42Crunch for Few-shot poisoning test
What middleBrick covers
- Black-box API scanning without agents or code access
- LLM adversarial probes including few-shot poisoning
- 12 OWASP API Top 10 (2023) detection categories
- OpenAPI 3.0/3.1 and Swagger 2.0 parsing with ref resolution
- Authenticated scanning with header allowlist
- Continuous monitoring and diff detection across scans
Few-shot poisoning test scope and objectives
A few-shot poisoning test targets data quality and model behavior when training examples are scarce. The goal is to measure whether small, carefully crafted changes to training data significantly alter model outputs, instructions, or extracted information. This assessment focuses on data-level manipulation, not on exploiting runtime endpoints.

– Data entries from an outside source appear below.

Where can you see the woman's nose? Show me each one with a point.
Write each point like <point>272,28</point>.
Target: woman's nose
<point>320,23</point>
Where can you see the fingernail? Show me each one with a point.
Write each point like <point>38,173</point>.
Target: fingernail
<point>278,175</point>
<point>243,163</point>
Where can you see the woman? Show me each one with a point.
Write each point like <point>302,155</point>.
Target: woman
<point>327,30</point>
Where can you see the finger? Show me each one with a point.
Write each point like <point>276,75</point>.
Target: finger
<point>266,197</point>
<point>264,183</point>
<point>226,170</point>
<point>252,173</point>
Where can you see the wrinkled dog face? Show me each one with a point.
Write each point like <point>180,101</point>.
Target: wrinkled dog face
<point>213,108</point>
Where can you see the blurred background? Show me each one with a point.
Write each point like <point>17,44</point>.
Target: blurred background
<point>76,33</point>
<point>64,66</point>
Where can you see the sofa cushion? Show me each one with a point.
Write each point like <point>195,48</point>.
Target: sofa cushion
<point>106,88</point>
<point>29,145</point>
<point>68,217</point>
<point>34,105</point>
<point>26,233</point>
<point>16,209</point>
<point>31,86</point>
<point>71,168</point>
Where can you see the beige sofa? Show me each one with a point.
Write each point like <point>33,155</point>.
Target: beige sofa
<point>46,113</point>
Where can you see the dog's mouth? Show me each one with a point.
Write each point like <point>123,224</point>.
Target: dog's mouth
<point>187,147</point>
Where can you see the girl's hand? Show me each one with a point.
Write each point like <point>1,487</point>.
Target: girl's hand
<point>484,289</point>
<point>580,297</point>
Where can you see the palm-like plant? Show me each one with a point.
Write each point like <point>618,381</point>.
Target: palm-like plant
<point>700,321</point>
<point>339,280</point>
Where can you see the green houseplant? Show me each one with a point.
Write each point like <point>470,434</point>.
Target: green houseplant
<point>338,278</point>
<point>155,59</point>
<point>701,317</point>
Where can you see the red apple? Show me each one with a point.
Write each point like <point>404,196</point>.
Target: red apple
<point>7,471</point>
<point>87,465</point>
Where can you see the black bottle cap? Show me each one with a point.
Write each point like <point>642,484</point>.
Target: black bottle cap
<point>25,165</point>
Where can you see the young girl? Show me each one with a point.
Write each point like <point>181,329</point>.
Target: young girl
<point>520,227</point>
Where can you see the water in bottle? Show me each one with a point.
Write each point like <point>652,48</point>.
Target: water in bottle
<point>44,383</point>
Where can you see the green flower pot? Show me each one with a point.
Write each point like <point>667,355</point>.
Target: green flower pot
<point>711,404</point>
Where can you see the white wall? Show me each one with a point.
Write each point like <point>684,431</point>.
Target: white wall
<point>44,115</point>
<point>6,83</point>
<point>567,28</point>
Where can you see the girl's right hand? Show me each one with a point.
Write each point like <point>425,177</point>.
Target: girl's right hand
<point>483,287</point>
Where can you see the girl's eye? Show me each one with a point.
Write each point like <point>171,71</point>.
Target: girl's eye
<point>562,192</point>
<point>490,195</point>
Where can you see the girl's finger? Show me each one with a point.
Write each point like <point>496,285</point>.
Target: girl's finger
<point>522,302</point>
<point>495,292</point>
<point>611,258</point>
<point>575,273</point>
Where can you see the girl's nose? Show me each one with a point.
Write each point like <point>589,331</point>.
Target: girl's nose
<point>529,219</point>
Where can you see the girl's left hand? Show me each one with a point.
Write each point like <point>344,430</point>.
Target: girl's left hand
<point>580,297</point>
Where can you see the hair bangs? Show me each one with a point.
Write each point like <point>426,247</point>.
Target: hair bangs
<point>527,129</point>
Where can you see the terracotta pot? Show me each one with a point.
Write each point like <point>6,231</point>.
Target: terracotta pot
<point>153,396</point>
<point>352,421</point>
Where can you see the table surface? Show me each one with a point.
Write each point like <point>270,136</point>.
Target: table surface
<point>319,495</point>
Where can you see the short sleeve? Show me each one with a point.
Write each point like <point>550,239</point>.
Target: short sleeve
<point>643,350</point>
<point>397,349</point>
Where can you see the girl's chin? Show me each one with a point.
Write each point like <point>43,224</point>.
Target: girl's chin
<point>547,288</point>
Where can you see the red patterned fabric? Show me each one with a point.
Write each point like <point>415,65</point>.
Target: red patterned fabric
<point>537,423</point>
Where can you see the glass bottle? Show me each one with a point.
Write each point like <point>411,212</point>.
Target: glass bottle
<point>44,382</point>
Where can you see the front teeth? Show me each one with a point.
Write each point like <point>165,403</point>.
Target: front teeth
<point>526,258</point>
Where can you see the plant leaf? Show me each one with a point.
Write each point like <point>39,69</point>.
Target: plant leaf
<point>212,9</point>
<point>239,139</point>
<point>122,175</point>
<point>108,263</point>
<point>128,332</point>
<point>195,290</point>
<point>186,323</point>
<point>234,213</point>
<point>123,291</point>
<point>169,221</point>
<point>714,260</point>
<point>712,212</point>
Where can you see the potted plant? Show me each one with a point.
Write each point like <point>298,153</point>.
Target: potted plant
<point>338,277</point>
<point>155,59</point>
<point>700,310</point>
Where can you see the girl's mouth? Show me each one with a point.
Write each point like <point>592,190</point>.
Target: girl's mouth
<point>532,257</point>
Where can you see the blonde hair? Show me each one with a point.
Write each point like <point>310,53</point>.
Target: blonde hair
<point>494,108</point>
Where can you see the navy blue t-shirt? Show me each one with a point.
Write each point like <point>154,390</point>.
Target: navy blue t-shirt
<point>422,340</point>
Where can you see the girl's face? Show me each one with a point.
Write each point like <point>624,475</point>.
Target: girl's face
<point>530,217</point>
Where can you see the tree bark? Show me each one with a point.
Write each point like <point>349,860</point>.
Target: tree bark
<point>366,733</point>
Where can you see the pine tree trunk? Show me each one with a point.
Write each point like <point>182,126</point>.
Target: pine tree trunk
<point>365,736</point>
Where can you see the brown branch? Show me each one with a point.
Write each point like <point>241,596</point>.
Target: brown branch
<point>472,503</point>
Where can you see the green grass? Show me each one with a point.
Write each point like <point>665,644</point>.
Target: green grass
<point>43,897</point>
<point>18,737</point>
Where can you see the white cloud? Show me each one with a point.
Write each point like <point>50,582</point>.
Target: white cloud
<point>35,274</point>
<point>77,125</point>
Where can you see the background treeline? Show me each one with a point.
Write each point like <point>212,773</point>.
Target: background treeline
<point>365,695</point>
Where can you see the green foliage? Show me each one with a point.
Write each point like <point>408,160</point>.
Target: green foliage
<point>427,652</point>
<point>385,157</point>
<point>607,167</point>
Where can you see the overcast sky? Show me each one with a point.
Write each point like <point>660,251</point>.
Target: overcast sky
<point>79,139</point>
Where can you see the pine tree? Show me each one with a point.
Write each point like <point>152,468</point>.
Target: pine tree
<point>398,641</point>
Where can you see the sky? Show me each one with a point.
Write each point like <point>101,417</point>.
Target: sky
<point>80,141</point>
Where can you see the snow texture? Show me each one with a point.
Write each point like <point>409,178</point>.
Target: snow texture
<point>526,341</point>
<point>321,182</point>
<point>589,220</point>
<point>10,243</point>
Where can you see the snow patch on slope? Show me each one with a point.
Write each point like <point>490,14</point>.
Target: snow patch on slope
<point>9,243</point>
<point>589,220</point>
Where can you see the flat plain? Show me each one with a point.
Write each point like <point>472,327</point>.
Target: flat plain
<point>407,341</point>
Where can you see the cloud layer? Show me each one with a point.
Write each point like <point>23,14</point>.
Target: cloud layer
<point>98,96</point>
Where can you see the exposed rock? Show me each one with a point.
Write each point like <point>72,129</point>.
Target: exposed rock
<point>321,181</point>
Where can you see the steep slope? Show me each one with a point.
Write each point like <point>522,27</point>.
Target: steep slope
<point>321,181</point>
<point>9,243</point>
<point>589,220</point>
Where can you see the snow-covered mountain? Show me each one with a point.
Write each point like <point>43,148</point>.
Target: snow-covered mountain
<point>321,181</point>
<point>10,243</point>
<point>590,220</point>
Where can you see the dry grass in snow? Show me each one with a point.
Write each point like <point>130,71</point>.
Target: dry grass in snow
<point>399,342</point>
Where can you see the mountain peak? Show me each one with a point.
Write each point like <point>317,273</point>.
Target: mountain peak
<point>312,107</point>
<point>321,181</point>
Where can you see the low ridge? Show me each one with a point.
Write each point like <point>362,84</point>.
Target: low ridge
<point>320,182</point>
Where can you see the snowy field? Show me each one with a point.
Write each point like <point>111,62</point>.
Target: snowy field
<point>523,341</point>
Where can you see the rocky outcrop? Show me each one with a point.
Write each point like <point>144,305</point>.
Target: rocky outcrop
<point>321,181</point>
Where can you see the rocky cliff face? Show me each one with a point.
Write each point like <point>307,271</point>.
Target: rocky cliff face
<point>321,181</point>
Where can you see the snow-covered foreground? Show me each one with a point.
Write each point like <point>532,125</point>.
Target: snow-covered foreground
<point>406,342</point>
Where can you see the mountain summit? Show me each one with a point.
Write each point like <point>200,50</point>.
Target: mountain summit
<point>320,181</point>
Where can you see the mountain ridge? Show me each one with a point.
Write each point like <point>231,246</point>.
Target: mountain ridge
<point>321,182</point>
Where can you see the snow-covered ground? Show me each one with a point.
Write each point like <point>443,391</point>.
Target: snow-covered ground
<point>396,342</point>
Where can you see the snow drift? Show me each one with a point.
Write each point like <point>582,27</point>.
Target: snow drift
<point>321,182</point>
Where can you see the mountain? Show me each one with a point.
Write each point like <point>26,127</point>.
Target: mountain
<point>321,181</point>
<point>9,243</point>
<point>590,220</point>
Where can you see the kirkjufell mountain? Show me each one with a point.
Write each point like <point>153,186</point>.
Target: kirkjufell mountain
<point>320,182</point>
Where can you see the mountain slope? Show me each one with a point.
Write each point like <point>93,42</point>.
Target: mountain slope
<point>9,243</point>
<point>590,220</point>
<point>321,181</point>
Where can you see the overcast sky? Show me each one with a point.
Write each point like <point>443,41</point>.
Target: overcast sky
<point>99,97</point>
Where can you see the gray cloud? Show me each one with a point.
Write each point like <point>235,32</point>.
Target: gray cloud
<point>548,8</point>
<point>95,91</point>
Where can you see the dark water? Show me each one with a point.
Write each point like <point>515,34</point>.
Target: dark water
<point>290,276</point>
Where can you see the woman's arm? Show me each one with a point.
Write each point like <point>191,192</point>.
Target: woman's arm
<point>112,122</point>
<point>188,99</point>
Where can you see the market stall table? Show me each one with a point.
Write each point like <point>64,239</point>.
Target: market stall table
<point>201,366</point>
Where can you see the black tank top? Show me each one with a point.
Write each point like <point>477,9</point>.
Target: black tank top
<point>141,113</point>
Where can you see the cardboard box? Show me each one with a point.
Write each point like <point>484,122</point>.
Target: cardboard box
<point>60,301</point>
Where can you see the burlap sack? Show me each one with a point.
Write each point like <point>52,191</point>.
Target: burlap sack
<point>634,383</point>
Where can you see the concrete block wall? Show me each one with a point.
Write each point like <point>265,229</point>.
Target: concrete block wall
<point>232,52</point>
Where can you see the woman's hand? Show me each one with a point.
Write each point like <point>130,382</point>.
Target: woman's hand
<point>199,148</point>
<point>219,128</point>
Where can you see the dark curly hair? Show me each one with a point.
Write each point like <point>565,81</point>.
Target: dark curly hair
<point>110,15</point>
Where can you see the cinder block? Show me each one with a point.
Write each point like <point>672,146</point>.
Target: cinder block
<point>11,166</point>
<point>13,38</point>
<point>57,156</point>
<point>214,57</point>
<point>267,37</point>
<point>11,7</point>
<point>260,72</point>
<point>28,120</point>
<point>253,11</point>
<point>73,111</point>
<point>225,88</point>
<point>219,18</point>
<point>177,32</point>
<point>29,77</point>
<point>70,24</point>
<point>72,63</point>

How middleBrick aligns with this testing approach
middleBrick maps findings to OWASP API Top 10 (2023) and supports audit evidence for controls related to input validation and data exposure. The scanner detects issues such as prompt injection surfaces, encoding bypass attempts, and PII extraction that are relevant to few-shot poisoning test scenarios. It helps you prepare for compliance checks by surfacing findings that may align with security controls in SOC 2 Type II and PCI-DSS 4.0.
Detection capabilities relevant to poisoning indicators
middleBrick performs LLM / AI Security scanning with 18 adversarial probes across three scan tiers. These probes include system prompt extraction, instruction override, DAN and roleplay jailbreaks, data exfiltration, cost exploitation, base64/ROT13 encoding bypass, translation-embedded injection, few-shot poisoning, markdown injection, multi-turn manipulation, indirect prompt injection, token smuggling, tool-abuse, nested instruction injection, and PII extraction. The scanner analyzes API definitions and runtime behavior to identify inputs that could be leveraged to bias or manipulate model learning, including suspicious parameter patterns and exposed sensitive fields.
Integration friction and operational considerations
middleBrick is a black-box scanner that requires only a URL. It works with any language, framework, or cloud setup without agents or SDKs. For authenticated scans, domain verification is enforced so that only the domain owner can submit credentials. The tool provides a web dashboard, CLI, GitHub Action, MCP Server, and API client for programmatic access. Scan results include prioritized findings and remediation guidance, with continuous monitoring options for ongoing risk tracking. Note that the scanner does not fix, patch, or block issues; it reports findings and suggests controls. It also does not perform active SQL injection or command injection testing, and it does not detect business logic vulnerabilities, which require domain-specific human review.
Limitations and realistic expectations
middleBrick does not detect blind SSRF or conduct intrusive exploit testing. It is not an auditor and cannot certify compliance with HIPAA, GDPR, ISO 27001, NIST, CCPA, or other regulations. The tool surfaces findings relevant to security and data integrity but should not replace a human pentester for high-stakes audits. Organizations should treat scanner output as one input to a broader evaluation of model behavior and data quality.